Marc Bernardot
Marc Bernardot’s publications cover a field at the intersection of general sociology, the sociology of migration, the city, and culture. In sociological theory, he studies the uses of concepts whose metaphorical dimensions and meanings evolve according to the periods and contexts in which they are employed, such as mobility, hybridity, liquidity, otherness, identity, coloniality, indigeneity, and hospitality. These notions are considered central to the current period. This work provides an opportunity to revisit some of the main questions in general sociology, from its founders to major contemporary authors, in order to identify the ways in which concepts are developed, borrowed, and circulated between the social sciences and the sciences more generally, as well as their appropriation by state and commercial institutions and by civil societies.
With regard to specialized topics, he has conducted research in the sociology of migration, focusing on migrants’ lifestyles, relationships to work, discrimination, and mobilization; in urban sociology, examining land use and urban planning policies, emergency housing, and non-standard housing; and in the sociology of the state, addressing the hybridization of public policies, law enforcement, and exceptional policies. He has applied and articulated a variety of sociological methodologies, including empirical sociology, socio-history, political sociology, and socio-semantics.
His investigations, often long-term, are carried out in multiple locations across Europe, the Mediterranean, North America, and Asia, and address questions related to migration management policies, non-traditional forms of housing, alternative uses of digital devices, strategies for leaving cities and salaried employment, and representations and uses of water in various forms. His work aims to decipher the different types of practices, discourses, and subjectivations associated with contemporary crises and exceptional situations, based on empirical surveys, archival collections, and textual or aesthetic documents.

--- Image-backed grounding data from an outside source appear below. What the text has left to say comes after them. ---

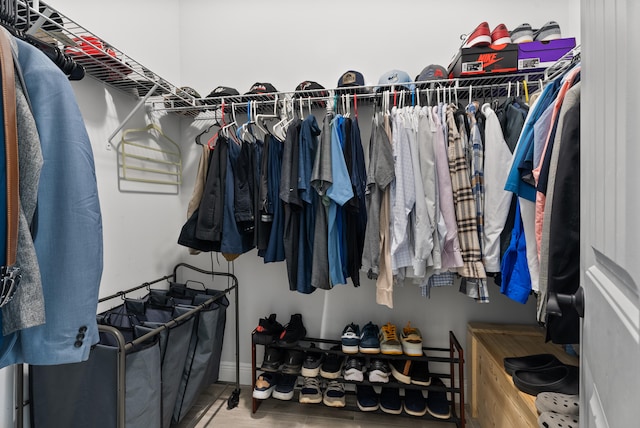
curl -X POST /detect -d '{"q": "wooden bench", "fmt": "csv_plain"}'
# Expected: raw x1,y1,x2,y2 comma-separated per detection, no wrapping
467,322,579,428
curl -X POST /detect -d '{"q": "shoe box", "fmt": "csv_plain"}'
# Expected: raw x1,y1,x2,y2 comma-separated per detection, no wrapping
448,37,576,78
448,43,519,78
517,37,576,72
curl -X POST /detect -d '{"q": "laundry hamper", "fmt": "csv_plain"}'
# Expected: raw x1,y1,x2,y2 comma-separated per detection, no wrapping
30,329,162,428
30,297,196,428
158,282,229,424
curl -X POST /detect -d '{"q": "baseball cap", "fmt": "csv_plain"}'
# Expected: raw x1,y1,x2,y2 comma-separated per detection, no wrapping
375,69,415,92
416,64,448,87
203,86,240,105
337,70,365,87
294,81,328,97
294,81,328,107
245,82,278,95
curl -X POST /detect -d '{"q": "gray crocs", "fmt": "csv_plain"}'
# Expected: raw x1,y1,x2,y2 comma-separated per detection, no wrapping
538,411,579,428
536,392,579,416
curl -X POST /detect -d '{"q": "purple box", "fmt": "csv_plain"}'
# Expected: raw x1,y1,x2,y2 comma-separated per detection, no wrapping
517,37,576,71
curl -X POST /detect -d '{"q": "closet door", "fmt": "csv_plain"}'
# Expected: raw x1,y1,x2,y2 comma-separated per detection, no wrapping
581,0,640,427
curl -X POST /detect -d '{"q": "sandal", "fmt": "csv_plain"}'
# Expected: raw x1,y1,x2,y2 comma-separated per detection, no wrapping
538,411,579,428
536,392,579,416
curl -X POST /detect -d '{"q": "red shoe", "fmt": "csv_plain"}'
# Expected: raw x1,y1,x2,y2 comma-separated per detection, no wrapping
464,22,491,48
491,23,512,45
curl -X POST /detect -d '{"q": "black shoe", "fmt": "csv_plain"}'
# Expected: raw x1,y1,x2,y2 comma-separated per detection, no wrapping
404,388,427,417
260,346,285,372
320,346,344,379
356,385,379,411
301,343,324,377
272,374,297,401
426,377,451,419
389,359,412,384
277,314,306,347
513,365,579,396
254,313,284,344
379,387,402,415
503,354,563,376
410,359,431,386
343,356,366,382
282,349,305,375
368,359,390,383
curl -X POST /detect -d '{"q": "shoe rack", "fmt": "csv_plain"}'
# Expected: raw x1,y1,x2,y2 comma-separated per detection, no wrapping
251,330,466,427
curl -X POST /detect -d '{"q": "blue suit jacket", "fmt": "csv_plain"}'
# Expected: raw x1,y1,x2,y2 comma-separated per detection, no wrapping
2,38,103,365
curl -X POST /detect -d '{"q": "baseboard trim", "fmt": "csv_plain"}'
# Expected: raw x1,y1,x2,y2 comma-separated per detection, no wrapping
217,361,254,386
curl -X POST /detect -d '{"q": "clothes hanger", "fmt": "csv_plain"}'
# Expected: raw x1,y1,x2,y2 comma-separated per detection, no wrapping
207,99,226,148
255,94,278,137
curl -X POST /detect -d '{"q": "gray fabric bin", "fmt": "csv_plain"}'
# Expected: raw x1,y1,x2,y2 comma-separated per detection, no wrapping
30,335,161,428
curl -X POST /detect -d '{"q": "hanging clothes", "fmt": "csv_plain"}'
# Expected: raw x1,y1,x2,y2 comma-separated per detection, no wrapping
500,199,532,303
390,106,416,278
538,82,581,323
295,115,321,294
263,134,285,263
2,34,103,366
446,104,488,302
480,103,513,273
343,116,367,287
326,115,353,286
280,118,303,291
220,138,254,257
432,105,463,270
310,113,334,290
361,114,394,281
544,97,581,344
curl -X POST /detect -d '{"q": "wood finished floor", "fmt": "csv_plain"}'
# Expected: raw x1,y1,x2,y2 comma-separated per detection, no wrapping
175,383,481,428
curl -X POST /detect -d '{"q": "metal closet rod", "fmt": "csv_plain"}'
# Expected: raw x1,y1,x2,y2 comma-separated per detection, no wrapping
159,78,543,115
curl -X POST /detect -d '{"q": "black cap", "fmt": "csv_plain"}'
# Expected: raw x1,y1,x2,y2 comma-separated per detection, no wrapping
245,82,278,95
203,86,240,105
294,80,326,95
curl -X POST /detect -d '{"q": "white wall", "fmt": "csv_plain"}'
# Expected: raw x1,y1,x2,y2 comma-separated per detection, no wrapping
2,0,580,425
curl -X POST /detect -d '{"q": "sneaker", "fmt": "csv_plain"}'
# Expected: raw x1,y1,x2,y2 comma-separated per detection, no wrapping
356,385,379,411
490,23,511,45
282,349,305,375
252,372,279,399
254,313,284,344
320,346,344,379
379,387,402,415
426,377,451,419
510,23,534,44
343,356,366,382
301,343,324,377
379,323,403,355
323,381,346,407
341,323,360,353
401,322,423,356
277,314,306,347
463,22,491,48
299,377,322,404
368,359,390,383
404,389,428,417
410,359,432,386
359,322,380,354
272,374,297,401
389,359,412,384
260,346,285,372
534,21,562,42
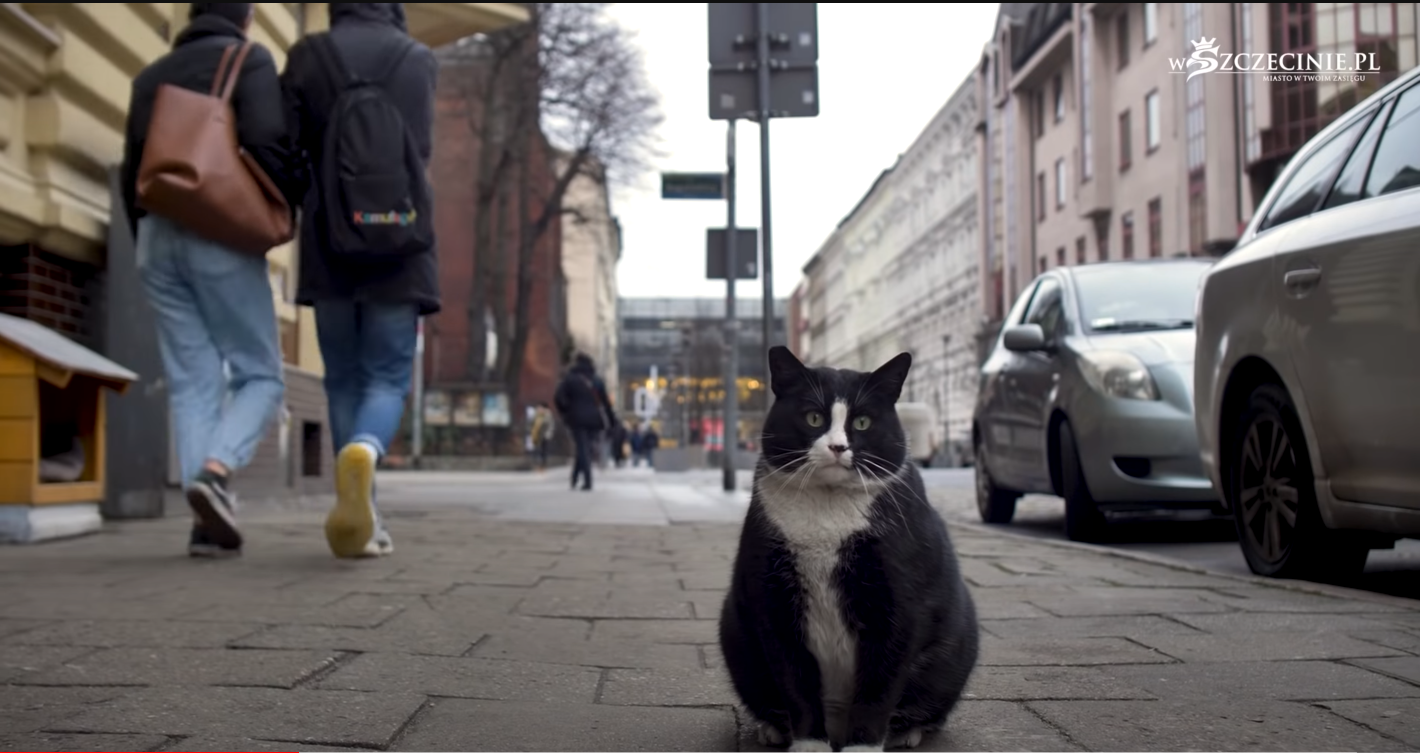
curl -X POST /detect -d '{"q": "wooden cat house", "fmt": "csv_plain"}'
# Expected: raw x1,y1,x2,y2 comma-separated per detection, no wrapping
0,313,137,543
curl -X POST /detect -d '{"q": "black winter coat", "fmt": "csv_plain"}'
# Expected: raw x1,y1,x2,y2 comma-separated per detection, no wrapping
555,364,617,432
121,14,302,240
281,2,441,316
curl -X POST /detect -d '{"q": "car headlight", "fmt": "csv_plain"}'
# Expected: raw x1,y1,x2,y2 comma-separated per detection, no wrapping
1079,350,1160,401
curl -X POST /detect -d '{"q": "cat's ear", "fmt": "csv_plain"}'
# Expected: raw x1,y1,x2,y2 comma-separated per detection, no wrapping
867,352,912,403
767,346,807,396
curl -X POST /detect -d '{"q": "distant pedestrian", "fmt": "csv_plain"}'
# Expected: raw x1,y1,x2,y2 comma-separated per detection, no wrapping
554,354,617,491
281,2,439,558
643,425,660,468
121,2,302,558
529,402,555,471
629,423,645,466
609,420,628,468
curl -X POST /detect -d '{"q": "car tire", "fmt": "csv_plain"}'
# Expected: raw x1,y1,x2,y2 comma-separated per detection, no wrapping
1059,420,1108,543
1230,383,1369,582
974,437,1019,525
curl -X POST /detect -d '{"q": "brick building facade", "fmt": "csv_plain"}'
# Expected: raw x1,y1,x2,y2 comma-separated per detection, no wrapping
415,42,568,458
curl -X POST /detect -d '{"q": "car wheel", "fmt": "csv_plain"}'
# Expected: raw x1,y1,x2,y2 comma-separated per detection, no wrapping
1230,383,1369,581
974,436,1019,525
1059,420,1108,543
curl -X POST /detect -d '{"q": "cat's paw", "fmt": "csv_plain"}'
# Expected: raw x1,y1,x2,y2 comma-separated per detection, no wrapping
757,723,787,747
842,746,885,752
888,727,925,749
787,740,832,752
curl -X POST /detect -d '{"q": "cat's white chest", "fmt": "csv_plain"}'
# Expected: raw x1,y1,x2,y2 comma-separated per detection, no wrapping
759,483,875,709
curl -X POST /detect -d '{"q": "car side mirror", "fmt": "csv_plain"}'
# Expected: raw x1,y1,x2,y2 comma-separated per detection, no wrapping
1003,323,1047,352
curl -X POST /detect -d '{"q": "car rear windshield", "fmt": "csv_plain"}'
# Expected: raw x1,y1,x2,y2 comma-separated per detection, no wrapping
1073,262,1212,333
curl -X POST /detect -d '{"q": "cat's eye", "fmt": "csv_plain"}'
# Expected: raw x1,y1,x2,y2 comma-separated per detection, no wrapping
805,411,825,427
852,416,872,431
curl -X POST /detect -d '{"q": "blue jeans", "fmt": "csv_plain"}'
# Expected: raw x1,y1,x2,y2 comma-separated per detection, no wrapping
137,215,285,487
313,300,418,458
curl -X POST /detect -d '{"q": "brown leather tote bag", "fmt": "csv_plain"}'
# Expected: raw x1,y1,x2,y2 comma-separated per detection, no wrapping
136,42,294,256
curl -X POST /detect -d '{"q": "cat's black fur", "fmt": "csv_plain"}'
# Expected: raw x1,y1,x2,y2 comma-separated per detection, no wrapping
719,346,979,752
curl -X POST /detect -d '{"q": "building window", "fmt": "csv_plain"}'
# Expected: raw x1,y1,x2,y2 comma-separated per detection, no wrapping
1055,158,1067,210
1081,13,1094,181
1260,3,1416,171
1147,198,1163,257
1185,3,1207,172
1053,74,1065,122
1057,246,1067,267
1119,110,1132,170
1038,255,1048,274
1145,90,1161,152
1241,3,1260,163
1144,2,1159,46
1098,226,1110,261
1037,172,1047,221
1121,211,1135,259
1116,10,1130,69
1076,236,1087,265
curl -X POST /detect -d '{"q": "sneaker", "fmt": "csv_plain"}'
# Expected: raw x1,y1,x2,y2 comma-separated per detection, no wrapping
327,442,378,558
188,526,240,558
361,525,395,558
357,489,395,558
187,470,242,550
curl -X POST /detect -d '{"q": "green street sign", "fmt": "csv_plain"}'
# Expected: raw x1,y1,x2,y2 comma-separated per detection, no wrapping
661,172,726,200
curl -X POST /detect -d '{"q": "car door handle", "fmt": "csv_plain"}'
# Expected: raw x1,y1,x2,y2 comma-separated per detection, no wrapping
1283,267,1322,298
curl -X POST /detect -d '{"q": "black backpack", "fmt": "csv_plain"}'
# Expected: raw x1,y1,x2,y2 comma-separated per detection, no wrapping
309,33,434,260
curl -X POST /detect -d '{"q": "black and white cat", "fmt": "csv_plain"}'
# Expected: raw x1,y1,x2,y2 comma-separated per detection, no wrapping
719,346,980,753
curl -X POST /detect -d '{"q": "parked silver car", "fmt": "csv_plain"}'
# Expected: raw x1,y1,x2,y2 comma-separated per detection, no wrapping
973,260,1220,541
1194,63,1420,582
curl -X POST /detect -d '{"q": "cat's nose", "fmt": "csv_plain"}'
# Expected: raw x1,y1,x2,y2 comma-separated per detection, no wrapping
828,444,848,455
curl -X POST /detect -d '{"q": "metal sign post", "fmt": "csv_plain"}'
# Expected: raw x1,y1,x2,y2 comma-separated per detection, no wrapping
722,121,740,491
708,3,819,410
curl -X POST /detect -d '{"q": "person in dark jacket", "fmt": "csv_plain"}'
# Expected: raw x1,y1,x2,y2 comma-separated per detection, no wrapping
554,354,617,491
281,2,438,559
120,2,300,559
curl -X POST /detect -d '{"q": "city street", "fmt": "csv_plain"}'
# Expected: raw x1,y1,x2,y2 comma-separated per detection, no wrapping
1,467,1419,751
922,469,1420,602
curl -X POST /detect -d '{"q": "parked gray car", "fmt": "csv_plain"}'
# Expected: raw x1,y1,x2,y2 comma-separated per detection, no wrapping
1194,62,1420,582
972,260,1221,541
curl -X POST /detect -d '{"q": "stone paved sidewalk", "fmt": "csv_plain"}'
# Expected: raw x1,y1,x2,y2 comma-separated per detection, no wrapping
1,485,1419,751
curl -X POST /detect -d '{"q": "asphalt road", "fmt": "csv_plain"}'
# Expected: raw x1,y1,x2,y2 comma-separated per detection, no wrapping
921,467,1420,601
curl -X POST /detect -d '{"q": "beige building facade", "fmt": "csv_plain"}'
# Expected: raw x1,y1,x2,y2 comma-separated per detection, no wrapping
799,77,984,459
560,157,622,395
0,2,526,500
981,2,1420,313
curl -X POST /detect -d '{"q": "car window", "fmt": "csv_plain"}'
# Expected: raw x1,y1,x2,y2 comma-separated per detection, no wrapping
1260,111,1373,232
1006,280,1041,327
1024,277,1065,341
1324,99,1391,210
1073,261,1211,333
1363,83,1420,199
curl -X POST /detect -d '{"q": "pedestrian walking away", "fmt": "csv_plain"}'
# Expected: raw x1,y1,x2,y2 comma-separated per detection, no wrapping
642,424,660,468
121,1,302,559
529,402,556,471
609,420,628,468
554,354,617,491
281,1,439,559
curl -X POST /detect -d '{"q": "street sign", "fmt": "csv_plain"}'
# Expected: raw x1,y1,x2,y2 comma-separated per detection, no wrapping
661,172,726,200
708,3,819,66
710,67,819,120
706,228,759,280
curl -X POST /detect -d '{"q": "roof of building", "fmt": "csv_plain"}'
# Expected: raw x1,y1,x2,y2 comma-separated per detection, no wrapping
0,313,137,390
1011,2,1072,70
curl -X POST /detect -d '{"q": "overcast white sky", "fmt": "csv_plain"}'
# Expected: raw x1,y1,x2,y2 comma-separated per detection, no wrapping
605,3,1002,301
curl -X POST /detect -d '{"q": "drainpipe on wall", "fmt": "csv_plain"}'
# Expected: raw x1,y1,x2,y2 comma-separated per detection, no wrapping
1230,2,1244,248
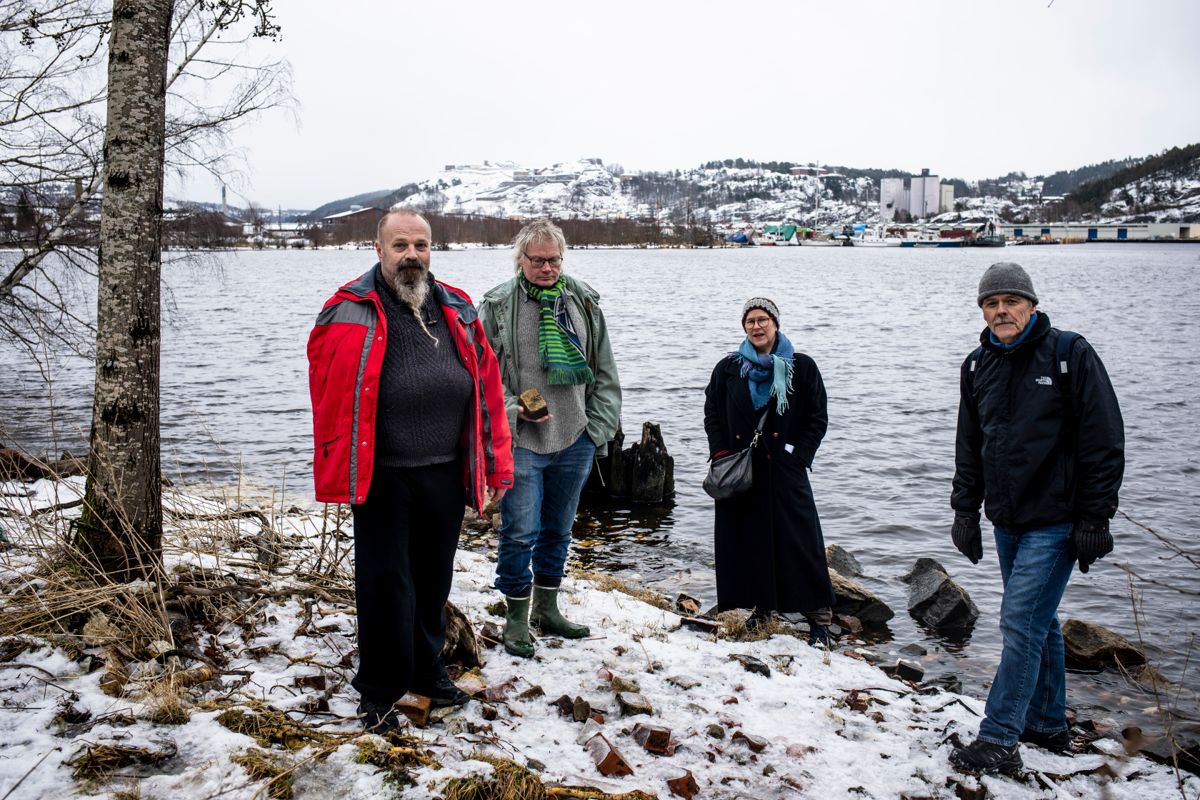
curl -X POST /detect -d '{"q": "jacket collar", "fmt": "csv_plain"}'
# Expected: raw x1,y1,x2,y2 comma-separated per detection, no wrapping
482,272,599,305
340,263,476,323
979,310,1052,352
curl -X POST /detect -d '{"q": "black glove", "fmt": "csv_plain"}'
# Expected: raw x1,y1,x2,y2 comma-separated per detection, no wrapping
951,511,983,565
1074,518,1113,573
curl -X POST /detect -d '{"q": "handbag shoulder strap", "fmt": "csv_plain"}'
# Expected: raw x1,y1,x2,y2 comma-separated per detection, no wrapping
750,408,769,448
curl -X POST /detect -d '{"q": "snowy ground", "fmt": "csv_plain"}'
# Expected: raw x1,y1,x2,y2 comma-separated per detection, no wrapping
1,480,1196,799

His current research varies according to the themes, methodologies, and corpora studied. He is primarily working on practices, representations, and conflicts related to water in all its forms. An initial empirical approach is based, on the one hand, on conducting qualitative interviews with water professionals in various sectors of activity in France in order to offer an interpretation of contemporary transformations in relationships with this essential element, and, on the other hand, on the empirical study of different forms of water management and heritage preservation in France and the United States. Interdisciplinary collaborations have developed, particularly on issues of maritime identities and emerging representations of the ocean in the context of globalization. He is also conducting a second series of research on the concepts and orientations of transhumanism and on biomedical and digital innovations, based on interviews and the analysis of extensive corpora of official European texts.